2. Create a list of potential candidates

Have a list of the professionals you would like to work with based on their location or specialty. You can search for potential candidates by location or specialty on the list of Association of Professional Genealogists.

Some professionals have experience and knowledge of multiple geographic locations and periods, which is crucial if you want a professional genealogist to dig deep into several generations of your ancestors.

3. Experience

Many people are posing as professional genealogists. Before contracting a genealogist, it is crucial to review their portfolio to understand what to expect. How many years has the genealogist operated? Are they professionally trained?

The main aim of getting a professional is to add information to your family tree, which can be done through a genealogy research report.

Different companies may offer other additional products, but the report is a critical product. When reviewing the samples of jobs, the genealogist has undertaken, evaluated their effective use of time, and used the Genealogical Proof Standard (GPS).

GPS was formed in 2000 by the National Board for Certification of Genealogists. Its main aim is to ensure that genealogists meet a minimum standard for seeking to prove ancestry. Here are the components of the GPS standard.

  • Exhaustive search

The genealogist must perform a reasonable search of pertinent records before concluding the family tree. This means the search is not limited to online, indexed sources only, but unindexed records and phone calls or visits to ancestor’s funeral homes.

  • Well-cited sources

The genealogist should cite all the sources used to be referenced and evaluated in the future. The work done should be useful and accessible to your generations as well.
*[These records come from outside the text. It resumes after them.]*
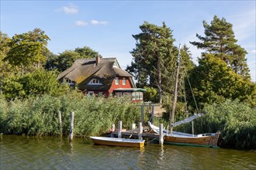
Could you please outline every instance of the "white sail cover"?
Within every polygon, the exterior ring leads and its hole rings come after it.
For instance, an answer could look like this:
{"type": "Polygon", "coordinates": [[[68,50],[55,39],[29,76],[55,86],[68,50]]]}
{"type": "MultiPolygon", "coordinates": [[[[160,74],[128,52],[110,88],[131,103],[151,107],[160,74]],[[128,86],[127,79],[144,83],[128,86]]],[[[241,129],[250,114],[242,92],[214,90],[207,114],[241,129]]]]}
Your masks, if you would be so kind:
{"type": "Polygon", "coordinates": [[[177,122],[174,123],[174,124],[172,124],[172,126],[173,126],[173,127],[176,127],[176,126],[178,126],[178,125],[180,125],[180,124],[182,124],[188,123],[188,122],[192,121],[193,121],[194,119],[195,119],[195,118],[197,118],[197,117],[201,117],[201,116],[202,116],[202,115],[203,115],[203,114],[194,114],[193,116],[192,116],[192,117],[188,117],[188,118],[186,118],[186,119],[184,119],[184,120],[182,120],[182,121],[177,121],[177,122]]]}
  • Evaluating conflicting evidence

Most people hire a genealogist to help them get through genealogical brick walls that exist because of sparse or contradictory evidence. Hiring a professional who can navigate through those conflicts and communicate the resolutions effectively is paramount.

4. Public reviews

Check the reviews left by prior clients to get a view of what it is like to work with a certain genealogist. There are several review sites available where you can check out your prospective company. A tip for finding reviews on a particular company or individual is a Google search of the company’s name plus “reviews.”

5. Credentials

The primary credentials in genealogy are CG (Certified Genealogists), which is offered by the Board for Certification of Genealogists, and AG (Accredited Genealogists), which is provided by ICAPGen.

  • Accredited Genealogists (AG)

The International Commission offers it for the Accreditation of Professional Genealogists after the candidate has passed several tests. These tests are geographically specific, and the candidate is required to submit a four-generation report to demonstrate their ability to research in an era that relied on oral communications. Therefore, when hiring an AG, please inquire about the geographic regions where they were tested to ensure it covers the area you need.

  • Certified Genealogists

It is not geographic specific. CG focuses on the candidate’s ability to resolve contradictory evidence and interpret documents. Most people go for CGs.

Researching genealogists before hiring them will help you feel more confident with the results you get from their work. Keeping in mind that the services offered are not guaranteed to be a success for reasons such as privacy laws and record loss, it is crucial to ensure you hire someone who will use time effectively and go out of their way to search for the information you need.